È notte. Attraverso Riruta da un capo all’altro per andare in città e da lì all’aeroporto. Guido con rispetto che merita un’auto presa in prestito, consapevole delle buche.
È allora che mi accorgo che qualcosa è cambiato: che fine ha fatto il presepe?
La Riruta al buio, quella con qualche luce a fare intendere che il quartiere continua anche in quella direzione, ma senza capirne bene limiti e contorni. Con le baracche che emergono nella notte, e lampade ad olio sparse qua e là, come piccole lingue di fuoco.
L’arteria principale del quartiere ora è scandita da enormi lampioni, simili a quelli da stadio.

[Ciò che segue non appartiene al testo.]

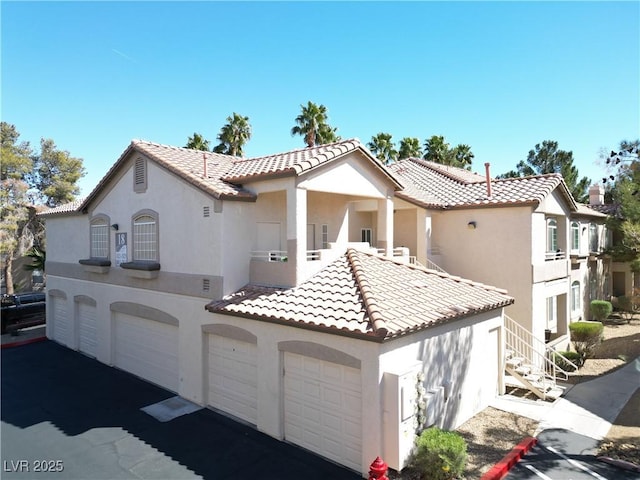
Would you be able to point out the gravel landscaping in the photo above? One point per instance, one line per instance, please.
(492, 433)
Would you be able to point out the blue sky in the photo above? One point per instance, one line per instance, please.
(500, 76)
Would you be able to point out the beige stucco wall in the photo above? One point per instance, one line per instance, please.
(497, 252)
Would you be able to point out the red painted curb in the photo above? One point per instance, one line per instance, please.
(23, 342)
(501, 468)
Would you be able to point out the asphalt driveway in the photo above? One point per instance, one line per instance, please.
(67, 416)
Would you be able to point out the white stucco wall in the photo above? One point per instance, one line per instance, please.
(181, 225)
(497, 252)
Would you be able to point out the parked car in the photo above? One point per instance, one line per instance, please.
(27, 308)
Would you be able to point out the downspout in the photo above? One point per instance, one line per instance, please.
(487, 168)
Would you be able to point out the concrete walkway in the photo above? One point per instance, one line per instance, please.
(588, 408)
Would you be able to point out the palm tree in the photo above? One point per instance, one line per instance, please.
(463, 156)
(409, 147)
(382, 147)
(197, 142)
(312, 125)
(234, 135)
(437, 150)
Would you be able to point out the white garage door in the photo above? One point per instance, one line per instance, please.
(60, 320)
(147, 349)
(87, 331)
(232, 376)
(323, 408)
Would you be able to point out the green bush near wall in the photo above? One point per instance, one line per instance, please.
(440, 455)
(601, 309)
(586, 336)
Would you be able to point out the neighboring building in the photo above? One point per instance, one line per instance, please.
(267, 289)
(624, 281)
(516, 233)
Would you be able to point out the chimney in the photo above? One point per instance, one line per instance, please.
(596, 194)
(487, 169)
(204, 164)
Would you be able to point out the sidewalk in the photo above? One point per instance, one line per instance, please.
(588, 408)
(24, 336)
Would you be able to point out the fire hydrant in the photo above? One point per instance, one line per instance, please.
(378, 470)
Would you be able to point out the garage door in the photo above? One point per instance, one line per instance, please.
(232, 376)
(147, 349)
(60, 320)
(87, 331)
(323, 408)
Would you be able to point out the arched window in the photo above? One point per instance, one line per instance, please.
(145, 237)
(99, 234)
(552, 235)
(575, 297)
(575, 236)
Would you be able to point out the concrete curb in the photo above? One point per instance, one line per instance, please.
(22, 342)
(500, 469)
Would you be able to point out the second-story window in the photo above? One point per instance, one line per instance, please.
(575, 236)
(99, 238)
(145, 238)
(593, 238)
(552, 235)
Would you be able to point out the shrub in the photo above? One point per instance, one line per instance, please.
(574, 357)
(601, 309)
(440, 455)
(586, 336)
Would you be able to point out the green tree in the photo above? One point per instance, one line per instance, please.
(409, 147)
(55, 174)
(625, 194)
(382, 147)
(312, 125)
(197, 142)
(437, 150)
(27, 178)
(234, 135)
(547, 158)
(463, 156)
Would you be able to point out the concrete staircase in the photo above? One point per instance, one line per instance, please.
(530, 365)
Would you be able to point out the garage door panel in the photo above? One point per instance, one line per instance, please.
(87, 329)
(232, 376)
(322, 408)
(147, 349)
(61, 321)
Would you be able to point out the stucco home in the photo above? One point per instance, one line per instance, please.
(524, 234)
(270, 289)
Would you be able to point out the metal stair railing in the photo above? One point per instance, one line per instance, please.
(535, 353)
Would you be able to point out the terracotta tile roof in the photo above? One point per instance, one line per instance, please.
(296, 162)
(366, 296)
(225, 173)
(433, 185)
(590, 211)
(67, 208)
(189, 164)
(607, 209)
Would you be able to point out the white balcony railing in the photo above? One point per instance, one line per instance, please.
(559, 255)
(270, 255)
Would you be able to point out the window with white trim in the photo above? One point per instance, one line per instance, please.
(552, 235)
(575, 236)
(593, 238)
(366, 235)
(145, 238)
(99, 237)
(552, 314)
(325, 236)
(575, 297)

La strada è piuttosto illuminata, i passanti si vedono in faccia, e le cose sono lì, a portata di mano, senza bisogno di immaginarsele. Inchiodo di colpo. La modernità ha distrutto la poesia anche da queste parti? Mi chiedo.

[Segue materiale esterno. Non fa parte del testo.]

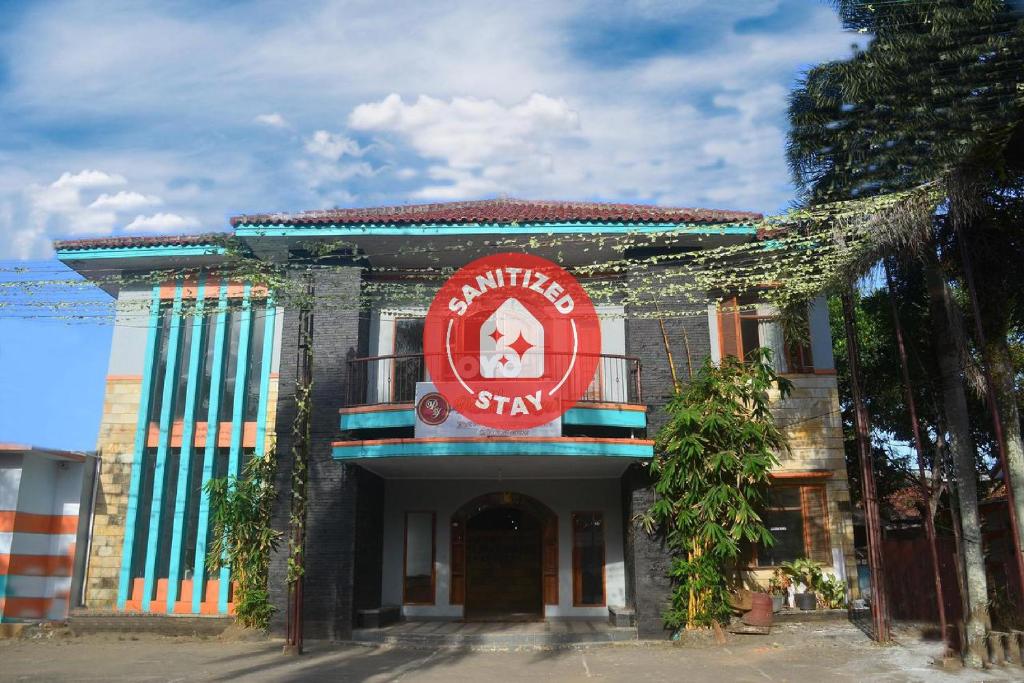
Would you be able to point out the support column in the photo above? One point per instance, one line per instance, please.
(238, 421)
(141, 432)
(160, 472)
(187, 436)
(212, 431)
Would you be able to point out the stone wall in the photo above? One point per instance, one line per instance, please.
(813, 425)
(115, 447)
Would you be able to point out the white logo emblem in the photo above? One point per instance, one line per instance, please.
(511, 343)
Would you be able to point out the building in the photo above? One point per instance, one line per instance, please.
(42, 535)
(492, 526)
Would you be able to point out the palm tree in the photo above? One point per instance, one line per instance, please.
(935, 96)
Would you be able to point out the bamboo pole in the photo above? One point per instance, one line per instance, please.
(993, 409)
(915, 429)
(300, 475)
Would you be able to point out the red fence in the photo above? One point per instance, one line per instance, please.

Come apprezzo quando giro di notte in bicicletta per la mia città. La mia città è abbastanza piccola che se uno non si inventa delle scuse, la può girare tranquillamente in bicicletta. Ci sono notti in cui nel mio quartiere si spengono i lampioni, per intere vie. Si tratta di guasti, che colpiscono le centraline collegate tra loro. e il quartiere resta al buio. E io godo, perché mi sento a Riruta. Perché non mi sembra più tutto chiaro e preconfezionato; perché mi conquisto ogni metro dovendo usare la vista ed anche gli altri sensi.
Ma non capita tanto spesso, dalle mie parti.

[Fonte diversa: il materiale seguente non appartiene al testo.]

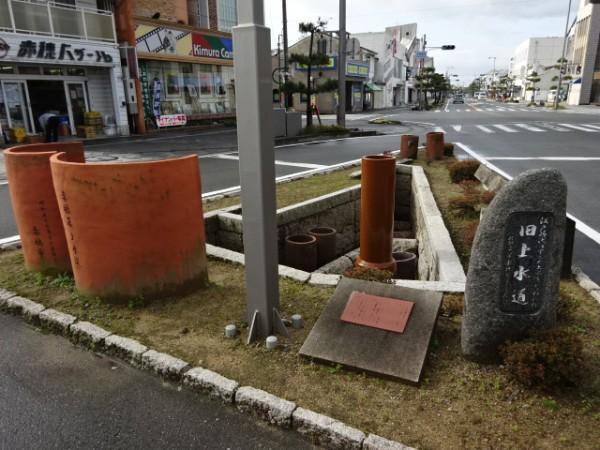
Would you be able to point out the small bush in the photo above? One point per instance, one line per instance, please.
(452, 305)
(548, 358)
(362, 273)
(464, 204)
(487, 197)
(448, 149)
(469, 230)
(463, 170)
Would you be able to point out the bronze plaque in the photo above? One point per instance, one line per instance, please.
(384, 313)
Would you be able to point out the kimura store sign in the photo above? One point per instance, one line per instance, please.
(207, 46)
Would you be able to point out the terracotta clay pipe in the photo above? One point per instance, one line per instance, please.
(377, 212)
(34, 203)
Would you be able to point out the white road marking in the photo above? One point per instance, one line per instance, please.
(581, 226)
(505, 128)
(486, 129)
(279, 163)
(529, 127)
(577, 127)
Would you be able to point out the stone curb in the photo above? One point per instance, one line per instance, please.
(30, 311)
(323, 430)
(88, 335)
(275, 410)
(125, 348)
(164, 365)
(56, 321)
(211, 383)
(269, 407)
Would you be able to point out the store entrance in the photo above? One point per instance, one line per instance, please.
(47, 96)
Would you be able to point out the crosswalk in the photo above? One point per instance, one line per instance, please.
(536, 127)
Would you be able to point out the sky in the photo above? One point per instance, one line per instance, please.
(478, 28)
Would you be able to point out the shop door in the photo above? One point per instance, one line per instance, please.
(15, 103)
(77, 103)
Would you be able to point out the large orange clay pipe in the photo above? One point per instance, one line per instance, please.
(133, 229)
(34, 204)
(377, 212)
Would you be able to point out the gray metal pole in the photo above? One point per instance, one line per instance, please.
(341, 119)
(253, 88)
(285, 51)
(562, 58)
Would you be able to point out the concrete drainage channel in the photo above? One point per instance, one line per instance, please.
(419, 227)
(321, 430)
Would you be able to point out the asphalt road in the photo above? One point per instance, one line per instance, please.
(511, 136)
(55, 395)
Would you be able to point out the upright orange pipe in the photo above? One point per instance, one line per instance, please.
(409, 146)
(34, 203)
(435, 145)
(134, 229)
(377, 212)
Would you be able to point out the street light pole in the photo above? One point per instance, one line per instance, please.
(562, 58)
(341, 118)
(252, 66)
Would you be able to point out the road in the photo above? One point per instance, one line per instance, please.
(55, 395)
(511, 136)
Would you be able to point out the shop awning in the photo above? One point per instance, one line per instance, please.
(373, 87)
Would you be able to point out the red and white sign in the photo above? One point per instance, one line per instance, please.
(171, 120)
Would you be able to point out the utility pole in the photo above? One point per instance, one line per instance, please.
(285, 52)
(341, 119)
(253, 86)
(562, 59)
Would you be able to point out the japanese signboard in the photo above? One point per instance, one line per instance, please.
(48, 50)
(171, 120)
(526, 252)
(182, 42)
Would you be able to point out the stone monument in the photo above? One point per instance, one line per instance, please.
(514, 271)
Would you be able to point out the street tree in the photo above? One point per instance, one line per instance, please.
(309, 61)
(533, 78)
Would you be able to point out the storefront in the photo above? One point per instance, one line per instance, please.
(67, 77)
(186, 74)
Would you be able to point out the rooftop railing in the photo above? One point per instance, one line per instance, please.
(56, 20)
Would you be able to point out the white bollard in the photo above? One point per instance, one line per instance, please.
(271, 342)
(230, 331)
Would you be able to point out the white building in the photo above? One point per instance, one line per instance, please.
(59, 57)
(396, 67)
(535, 54)
(585, 55)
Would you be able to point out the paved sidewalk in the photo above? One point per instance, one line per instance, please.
(55, 395)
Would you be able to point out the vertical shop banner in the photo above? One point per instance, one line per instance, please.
(156, 87)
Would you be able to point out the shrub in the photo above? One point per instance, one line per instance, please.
(362, 273)
(452, 305)
(487, 197)
(463, 170)
(464, 204)
(448, 149)
(548, 358)
(469, 230)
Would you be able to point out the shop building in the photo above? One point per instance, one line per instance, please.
(59, 57)
(361, 92)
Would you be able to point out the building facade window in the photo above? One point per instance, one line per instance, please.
(227, 14)
(198, 12)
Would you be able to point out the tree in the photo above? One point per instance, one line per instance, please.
(309, 61)
(533, 79)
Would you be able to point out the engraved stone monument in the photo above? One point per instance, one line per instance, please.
(514, 271)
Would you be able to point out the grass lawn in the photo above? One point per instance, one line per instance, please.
(458, 405)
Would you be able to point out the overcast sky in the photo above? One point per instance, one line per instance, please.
(478, 28)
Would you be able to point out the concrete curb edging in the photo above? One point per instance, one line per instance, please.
(318, 428)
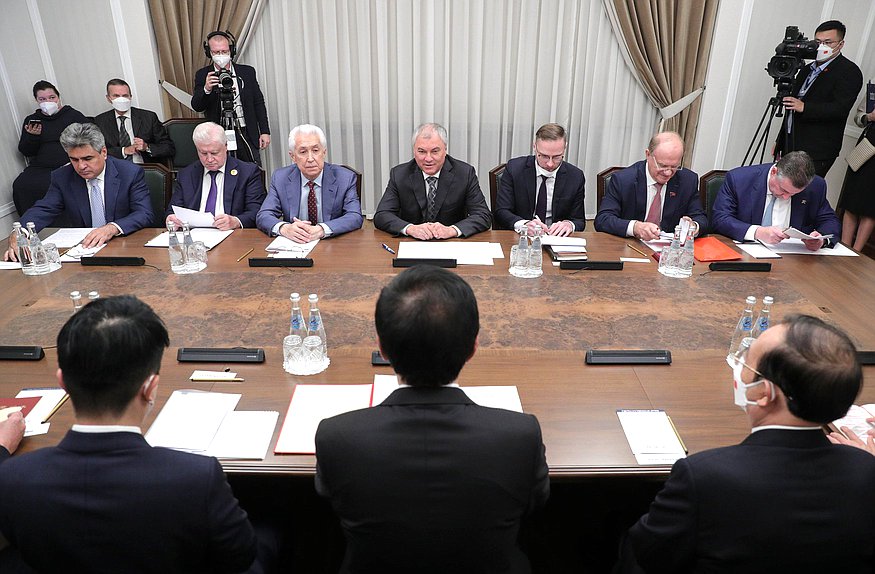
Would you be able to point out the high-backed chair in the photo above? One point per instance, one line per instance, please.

Così maledico l’amministrazione comunale di Nairobi, che si è ricordata di questa baraccopoli solo per toglierle il fascino del presepe, ed ora mi sembra di guidare in mezzo a un campo da rugby.
Qualche sera dopo sono in compagnia di alcune ragazze di Anita’s Home. È saltata una lampadina, e sparecchiamo la tavola aiutandoci con torce e qualche candela.
In questi anni le ragazze di Anita mi hanno insegnato così tante cose che ogni tanto mi concedono un ripasso. Parliamo del buio, di qualche storia a base di fantasmi, cimiteri e spiriti del bosco. Sembra il romanticismo scandinavo. Poi una di loro racconta che la settimana precedente è tornata per qualche giorno a fare visita alla nonna, che vive sola in una baraccopoli dall’altra parte della città. Lavora? Sì, lavora. Ma in un quartiere un po’ lontano, come donna delle pulizie. Tornare a casa le prende più di un’ora, e la sera deve fare presto. È pericoloso girare col buio. E non per i fantasmi, che sono belle storie da raccontare e far paura ai bambini. Per i ladri, i ladri veri. Quelli sono capaci di prenderti tutto, e di lasciarti con niente. Ci vorrebbero dei bei lampioni, come quelli che hanno messo a Riruta.
Ah, la magia del presepe allora può far male…?
Prendo attentamente appunti anche questa volta: voler tenere spenti i lampioni a Riruta, perché è più affascinante ed evocativo per le poche volte che mi capita di passarci di notte, non si fa. Per chi ci vive, tutti i giorni, sono una grossa risorsa, un aiuto che li fa camminare sicuri anche la notte, in contesti difficili. Bisogna stare attenti prima di giudicare le cose.
Ma io, penso tra me e me, i lampioni li vorrei levare anche dal mio quartiere. Per far posto a un po’ di mistero.
E creare zone dove è pericoloso camminare la notte, come era a Riruta? No. Bisogna che ne parli con Mary, con Judit, e con le altre ragazze di Anita. Per trovare una soluzione. C’è da coniugare penombra e lume di candela; bisogna che la scoperta ed il fascino innato della natura non vengano schiacciati dall’imposizione della tecnica; al tempo stesso che le persone possano godere delle bellezze incontaminate in tutta tranquillità. Intravedere chi mi viene incontro e lanciarmi con fiducia nella relazione, cercando di non finire tra le mani di un brigante.
Unire libertà e sicurezza, piacere e garanzia, è una sfida a cui ci richiamano i nostri giorni.
Già, bisogna che ne parli con le ragazze di Anita.
So che loro hanno spesso soluzioni intelligenti.